Watching the videos, the blogposts, all the infos that are getting out, made me reflect on "how" they think money should be used by rich people in order to maximise happiness and saving people and in particular the entire world.

Maybe it is because of my particular illiberal upbringing (Euro-mediterranean Catholic family), but I cannot fathom how this ideology is, for my eyes, "Utterly Evil".

How can you, a rich person, focusing yourself on improving astract things as the entire world, financing no-profits and calculating metaphysical moral earning based on how much money you are investing in EA?

Why not helping your community, focusing on art, infrastructure and knowledge, instead of giving money to global moral enterprises? It utterly repulse me on a philosophical and moral level, and this is probably the reason I never bought in EA.

If this is the alternative to the woke/progressive view, I have no idea of how the Western World can remotely fix its problems. Am I the only one who feels like this?
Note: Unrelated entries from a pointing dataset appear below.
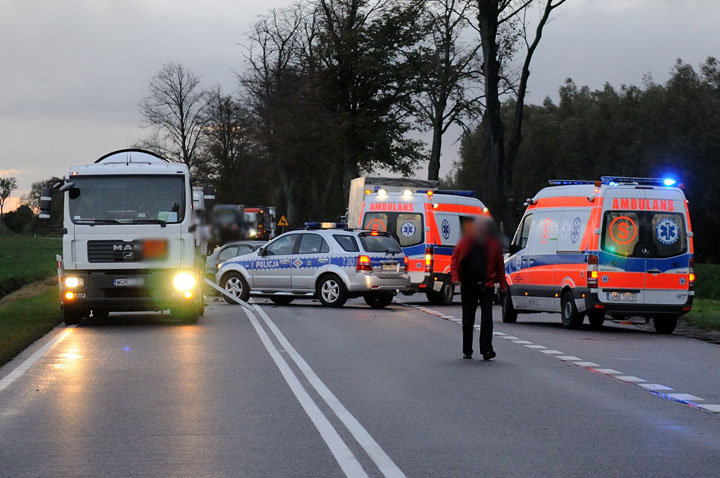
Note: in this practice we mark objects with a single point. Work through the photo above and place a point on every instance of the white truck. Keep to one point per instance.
(130, 239)
(363, 186)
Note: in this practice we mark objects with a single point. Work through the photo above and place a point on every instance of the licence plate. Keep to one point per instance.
(129, 282)
(621, 296)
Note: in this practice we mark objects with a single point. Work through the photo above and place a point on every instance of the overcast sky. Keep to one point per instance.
(72, 72)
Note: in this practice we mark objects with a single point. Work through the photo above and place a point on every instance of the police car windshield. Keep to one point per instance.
(145, 199)
(644, 234)
(379, 243)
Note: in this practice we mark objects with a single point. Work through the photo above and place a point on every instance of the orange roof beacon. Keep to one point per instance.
(618, 246)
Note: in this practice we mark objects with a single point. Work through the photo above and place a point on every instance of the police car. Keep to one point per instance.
(326, 261)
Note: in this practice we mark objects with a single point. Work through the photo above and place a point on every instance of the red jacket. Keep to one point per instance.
(495, 263)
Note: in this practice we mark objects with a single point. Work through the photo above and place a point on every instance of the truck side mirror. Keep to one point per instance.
(45, 204)
(209, 197)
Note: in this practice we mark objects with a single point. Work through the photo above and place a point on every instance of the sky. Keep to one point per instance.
(72, 72)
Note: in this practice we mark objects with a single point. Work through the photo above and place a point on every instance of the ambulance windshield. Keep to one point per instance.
(644, 234)
(406, 228)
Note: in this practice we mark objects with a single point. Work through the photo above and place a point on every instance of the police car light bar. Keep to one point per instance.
(635, 180)
(325, 225)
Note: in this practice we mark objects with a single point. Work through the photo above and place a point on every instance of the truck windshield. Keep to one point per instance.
(127, 199)
(644, 234)
(406, 228)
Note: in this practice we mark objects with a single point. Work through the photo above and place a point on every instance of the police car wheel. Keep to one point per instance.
(282, 300)
(572, 319)
(331, 291)
(509, 312)
(379, 300)
(664, 325)
(235, 284)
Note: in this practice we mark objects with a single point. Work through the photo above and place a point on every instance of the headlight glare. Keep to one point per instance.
(184, 281)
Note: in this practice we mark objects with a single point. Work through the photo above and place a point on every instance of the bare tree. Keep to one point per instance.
(492, 17)
(175, 108)
(449, 74)
(7, 186)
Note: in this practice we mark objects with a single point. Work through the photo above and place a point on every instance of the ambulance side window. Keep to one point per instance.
(523, 233)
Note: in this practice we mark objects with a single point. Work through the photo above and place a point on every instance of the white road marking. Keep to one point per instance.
(607, 371)
(568, 358)
(685, 397)
(384, 463)
(344, 457)
(587, 364)
(20, 370)
(654, 387)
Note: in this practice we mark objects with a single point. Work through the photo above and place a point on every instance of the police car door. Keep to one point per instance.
(272, 271)
(312, 252)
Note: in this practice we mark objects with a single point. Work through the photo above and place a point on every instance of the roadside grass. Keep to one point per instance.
(26, 319)
(25, 259)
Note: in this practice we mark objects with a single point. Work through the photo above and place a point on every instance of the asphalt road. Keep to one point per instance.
(309, 391)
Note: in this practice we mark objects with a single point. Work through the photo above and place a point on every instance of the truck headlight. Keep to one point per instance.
(73, 282)
(184, 281)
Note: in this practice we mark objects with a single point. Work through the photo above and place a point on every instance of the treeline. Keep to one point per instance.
(648, 130)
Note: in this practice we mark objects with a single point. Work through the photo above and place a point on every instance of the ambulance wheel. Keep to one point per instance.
(281, 300)
(72, 315)
(236, 285)
(379, 301)
(664, 325)
(596, 319)
(331, 291)
(509, 312)
(572, 319)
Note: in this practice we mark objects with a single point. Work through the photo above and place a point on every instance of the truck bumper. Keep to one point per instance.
(132, 290)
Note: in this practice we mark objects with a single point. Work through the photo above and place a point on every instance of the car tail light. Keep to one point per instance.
(429, 259)
(363, 264)
(593, 262)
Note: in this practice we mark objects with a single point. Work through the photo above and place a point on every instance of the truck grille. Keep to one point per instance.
(113, 251)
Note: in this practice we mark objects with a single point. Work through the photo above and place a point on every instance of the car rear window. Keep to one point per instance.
(348, 243)
(379, 243)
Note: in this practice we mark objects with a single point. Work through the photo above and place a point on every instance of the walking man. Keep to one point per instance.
(477, 264)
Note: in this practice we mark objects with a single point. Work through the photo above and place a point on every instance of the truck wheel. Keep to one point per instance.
(509, 312)
(442, 297)
(379, 300)
(596, 319)
(72, 315)
(235, 284)
(572, 319)
(282, 300)
(331, 291)
(665, 325)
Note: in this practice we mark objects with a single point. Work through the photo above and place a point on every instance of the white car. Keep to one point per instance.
(325, 261)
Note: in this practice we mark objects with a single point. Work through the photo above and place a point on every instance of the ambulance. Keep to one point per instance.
(618, 246)
(427, 224)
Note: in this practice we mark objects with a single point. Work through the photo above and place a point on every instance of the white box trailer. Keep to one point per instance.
(363, 186)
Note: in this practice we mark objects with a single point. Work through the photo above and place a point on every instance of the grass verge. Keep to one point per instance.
(26, 319)
(705, 314)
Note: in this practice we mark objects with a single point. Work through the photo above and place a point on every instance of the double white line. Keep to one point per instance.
(340, 450)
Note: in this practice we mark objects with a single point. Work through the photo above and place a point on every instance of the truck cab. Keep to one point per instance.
(129, 238)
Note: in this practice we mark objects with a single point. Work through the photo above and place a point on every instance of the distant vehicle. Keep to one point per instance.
(428, 225)
(325, 261)
(260, 223)
(619, 246)
(228, 251)
(228, 223)
(363, 186)
(129, 241)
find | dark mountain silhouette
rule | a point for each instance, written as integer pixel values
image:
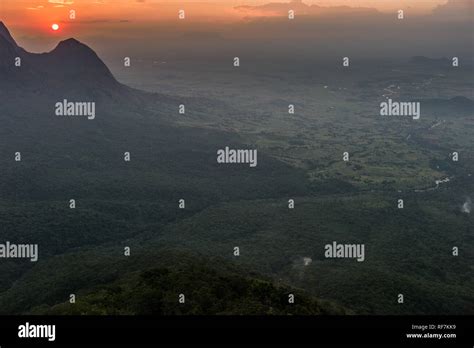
(71, 68)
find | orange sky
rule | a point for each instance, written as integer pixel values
(33, 18)
(38, 12)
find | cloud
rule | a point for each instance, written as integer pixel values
(61, 2)
(300, 8)
(35, 8)
(461, 9)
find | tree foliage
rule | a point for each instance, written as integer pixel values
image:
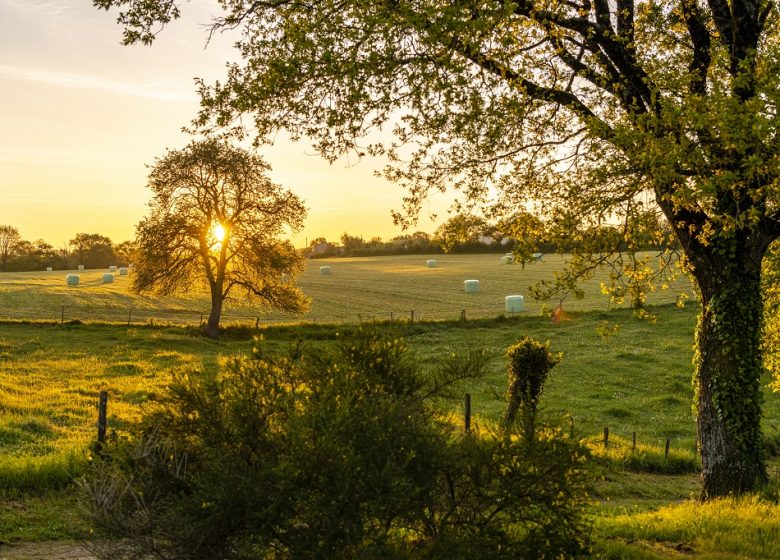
(587, 111)
(214, 221)
(9, 237)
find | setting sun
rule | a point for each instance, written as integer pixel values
(219, 232)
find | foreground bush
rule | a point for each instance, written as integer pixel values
(338, 455)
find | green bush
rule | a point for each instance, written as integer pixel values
(332, 455)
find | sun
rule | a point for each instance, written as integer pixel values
(218, 236)
(219, 232)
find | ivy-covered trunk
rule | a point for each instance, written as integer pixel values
(727, 374)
I 100% agree with you. “Globalism EA” is a reneging on the community that created you. Someone like SBF was the recipient of untold Western privileges, paid for by the blood and sweat of untold Westerners, many of whose children are struggling. To take up all of these privileges (which amount to subsidies) and then throwing a majority of the money at net Africans is wasteful and immoral. It’s trying to live with no communal responsibilities, as if the capitalist rules in place are the only that matter. It also betrays a misunderstanding of the recursion of morality. You want to invest your morality in a way that doesn’t just do some “one time good”, like with net Africans, but that compounds over time. Net Africans will never pay your good deed forward, at least I do not think so; compare that to when Native Americans donated cattle to Ireland in their famine, and 170 years later Ireland returns the favor and sends aid to tribes dealing with COVID. This sort of cross national charity is possible with sophisticated states, but not with net Africans.
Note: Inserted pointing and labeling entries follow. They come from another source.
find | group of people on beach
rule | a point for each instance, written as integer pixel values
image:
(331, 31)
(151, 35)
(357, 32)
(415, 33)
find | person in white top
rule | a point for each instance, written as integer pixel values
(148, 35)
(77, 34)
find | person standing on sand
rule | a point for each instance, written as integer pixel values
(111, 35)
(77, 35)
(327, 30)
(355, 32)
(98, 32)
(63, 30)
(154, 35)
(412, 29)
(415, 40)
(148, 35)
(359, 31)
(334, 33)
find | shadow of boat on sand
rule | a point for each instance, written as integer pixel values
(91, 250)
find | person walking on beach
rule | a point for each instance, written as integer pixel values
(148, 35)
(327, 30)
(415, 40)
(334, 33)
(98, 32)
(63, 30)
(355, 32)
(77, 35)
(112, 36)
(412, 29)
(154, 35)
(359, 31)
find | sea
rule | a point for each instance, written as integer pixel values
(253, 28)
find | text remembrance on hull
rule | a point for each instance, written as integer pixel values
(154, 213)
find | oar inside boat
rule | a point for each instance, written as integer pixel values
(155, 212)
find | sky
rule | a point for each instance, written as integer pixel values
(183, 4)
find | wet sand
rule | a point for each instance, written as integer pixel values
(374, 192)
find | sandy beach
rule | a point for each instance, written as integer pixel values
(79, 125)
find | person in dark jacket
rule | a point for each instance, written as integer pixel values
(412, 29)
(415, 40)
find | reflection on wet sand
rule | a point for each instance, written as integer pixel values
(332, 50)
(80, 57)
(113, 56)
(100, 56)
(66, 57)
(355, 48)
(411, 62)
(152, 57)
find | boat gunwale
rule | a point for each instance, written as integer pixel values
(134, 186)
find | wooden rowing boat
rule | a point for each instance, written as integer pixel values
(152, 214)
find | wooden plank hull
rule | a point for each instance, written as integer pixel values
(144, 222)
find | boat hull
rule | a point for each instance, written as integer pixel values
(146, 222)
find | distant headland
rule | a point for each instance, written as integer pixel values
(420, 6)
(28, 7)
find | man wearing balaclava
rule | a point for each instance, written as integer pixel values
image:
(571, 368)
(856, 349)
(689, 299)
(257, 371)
Also, regarding net Africans, if you told me that one thousand of them have died today, I would not be affected. One hundred thousand, it would not affect my life at all. One million, no. If you told me ten trillion Africans died from an absence of malaria nets, I would be greatly puzzled how so many Africans could fit in Africa, but again it would not affect my life in the slightest, or the life of anyone I love, or my loved ones’ loved ones, or my entire civilizational history, or anything I care about. In this sense they are simply “not real” from any moral standpoint. Some amount of money should be spent on civilizing Africans, sure, so they can make their own nets and such, but i’m cognizant that others tried to do that and got fucked over for it.
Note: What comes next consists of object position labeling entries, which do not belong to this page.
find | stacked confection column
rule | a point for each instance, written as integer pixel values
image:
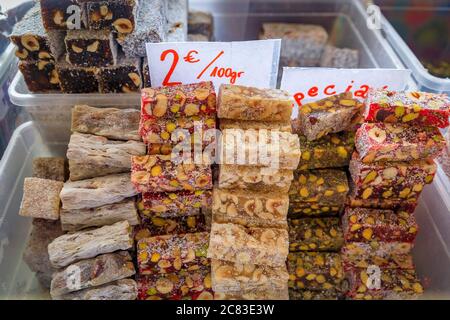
(249, 239)
(392, 164)
(318, 195)
(173, 238)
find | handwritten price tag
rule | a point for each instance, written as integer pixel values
(253, 63)
(310, 84)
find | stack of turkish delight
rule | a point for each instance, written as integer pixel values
(84, 46)
(318, 195)
(175, 189)
(257, 152)
(392, 164)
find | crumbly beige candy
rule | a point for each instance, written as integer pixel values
(41, 198)
(235, 243)
(248, 103)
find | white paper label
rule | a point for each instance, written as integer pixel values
(252, 63)
(312, 84)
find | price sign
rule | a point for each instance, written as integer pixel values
(253, 63)
(311, 84)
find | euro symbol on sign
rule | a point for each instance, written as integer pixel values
(189, 57)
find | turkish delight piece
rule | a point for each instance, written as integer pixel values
(324, 186)
(249, 103)
(413, 108)
(315, 234)
(93, 156)
(331, 151)
(386, 255)
(158, 173)
(390, 180)
(150, 26)
(124, 289)
(123, 77)
(40, 76)
(302, 44)
(398, 142)
(172, 253)
(263, 148)
(183, 285)
(250, 208)
(197, 99)
(35, 254)
(315, 271)
(229, 277)
(332, 114)
(91, 48)
(391, 284)
(238, 244)
(73, 247)
(52, 168)
(254, 178)
(360, 224)
(93, 272)
(312, 209)
(96, 192)
(74, 79)
(112, 123)
(41, 198)
(172, 204)
(77, 219)
(333, 57)
(32, 41)
(201, 22)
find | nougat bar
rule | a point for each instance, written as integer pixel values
(332, 114)
(302, 44)
(123, 77)
(313, 209)
(414, 108)
(391, 284)
(150, 26)
(125, 289)
(41, 198)
(173, 204)
(183, 285)
(118, 15)
(32, 42)
(238, 244)
(315, 234)
(92, 273)
(78, 219)
(158, 173)
(254, 178)
(315, 271)
(159, 226)
(397, 142)
(262, 148)
(249, 103)
(172, 253)
(196, 99)
(331, 151)
(112, 123)
(360, 224)
(251, 208)
(333, 57)
(90, 48)
(96, 192)
(324, 186)
(386, 255)
(73, 247)
(229, 277)
(52, 168)
(40, 76)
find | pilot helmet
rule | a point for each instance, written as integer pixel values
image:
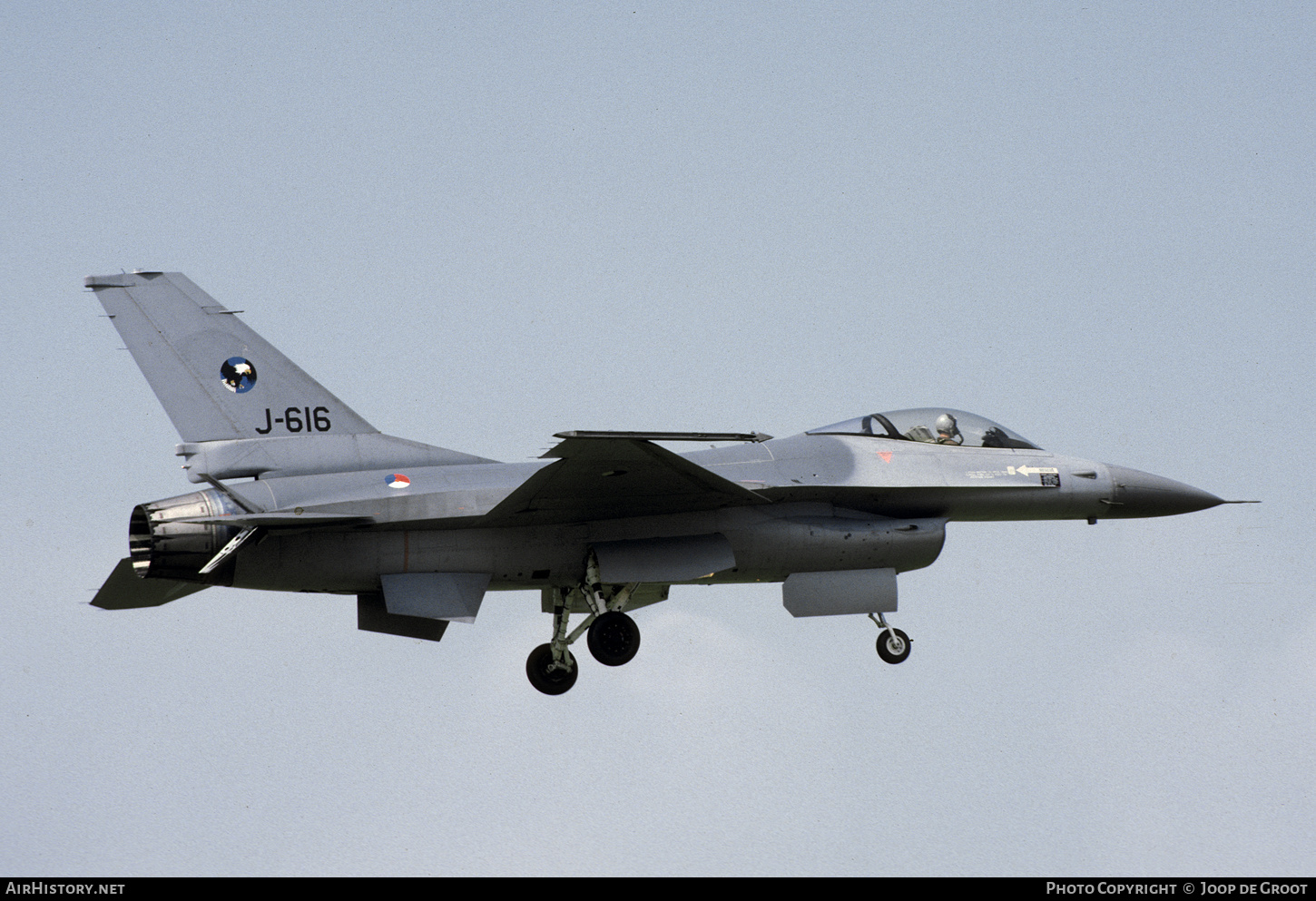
(945, 425)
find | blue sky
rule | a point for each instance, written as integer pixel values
(480, 224)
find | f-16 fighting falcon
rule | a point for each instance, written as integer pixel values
(303, 495)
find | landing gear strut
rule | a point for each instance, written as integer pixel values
(614, 637)
(892, 643)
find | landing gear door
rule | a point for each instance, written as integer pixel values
(836, 593)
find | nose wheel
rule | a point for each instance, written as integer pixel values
(892, 643)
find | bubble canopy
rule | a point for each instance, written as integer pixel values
(933, 425)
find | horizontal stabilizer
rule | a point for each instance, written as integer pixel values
(125, 591)
(614, 477)
(284, 520)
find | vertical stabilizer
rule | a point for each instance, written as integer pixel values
(216, 377)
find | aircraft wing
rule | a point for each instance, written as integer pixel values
(607, 477)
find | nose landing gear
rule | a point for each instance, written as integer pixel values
(892, 643)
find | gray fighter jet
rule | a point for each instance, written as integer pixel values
(603, 524)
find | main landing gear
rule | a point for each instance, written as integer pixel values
(892, 643)
(614, 637)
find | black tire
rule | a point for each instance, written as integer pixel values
(614, 638)
(894, 646)
(550, 683)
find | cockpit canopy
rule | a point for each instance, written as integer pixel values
(933, 425)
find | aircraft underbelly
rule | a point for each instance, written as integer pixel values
(715, 547)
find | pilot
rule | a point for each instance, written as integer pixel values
(948, 430)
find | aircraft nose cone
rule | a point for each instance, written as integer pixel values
(1141, 494)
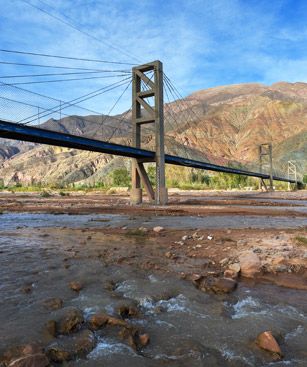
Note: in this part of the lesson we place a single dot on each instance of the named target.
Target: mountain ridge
(226, 122)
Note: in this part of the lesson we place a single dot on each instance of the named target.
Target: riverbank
(159, 272)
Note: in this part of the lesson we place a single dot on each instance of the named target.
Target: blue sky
(202, 43)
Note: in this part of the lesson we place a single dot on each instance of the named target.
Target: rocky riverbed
(90, 281)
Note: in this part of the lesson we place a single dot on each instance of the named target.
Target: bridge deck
(10, 130)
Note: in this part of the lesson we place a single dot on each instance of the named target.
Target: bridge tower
(292, 174)
(147, 108)
(266, 160)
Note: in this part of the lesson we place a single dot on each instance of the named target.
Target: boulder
(218, 285)
(144, 339)
(158, 229)
(250, 264)
(53, 303)
(98, 320)
(267, 342)
(126, 311)
(69, 320)
(70, 347)
(232, 271)
(50, 328)
(75, 286)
Net Africans will never pay your good deed forward, at least I do not think so; compare that to when Native Americans donated cattle to Ireland in their famine, and 170 years later Ireland returns the favor and sends aid to tribes dealing with COVID. This sort of cross national charity is possible with sophisticated states, but not with net Africans.

I think this is a strange example to choose to support that point. The Irish didn't have a sophisticated state back when the Native Americans donated to them, the Irish tenant farmer had a lot in common with today's net African in his ability to repay. From the point of view of the Native Americans it must have looked like a one time good, straightforward altruism, which is why it made enough of an impression to be remembered nearly 2 centuries later.

Or maybe they just saw some of themselves in the plight of the Irish, as Devalera put it when he was made a chieftan of the Ojibwe Nation in 1919: “I want to show you that though I am white I am not of the English race. We, like you, are a people who have suffered, and I feel for you with a sympathy that comes only from one who can understand as we Irishmen can.”

As an aside, the Turks are also remembered fondly, and the crescent in Drogheda's crest is often (mistakenly?) thought to originate in the Ottoman Sultan's donation of £1,000 for famine relief.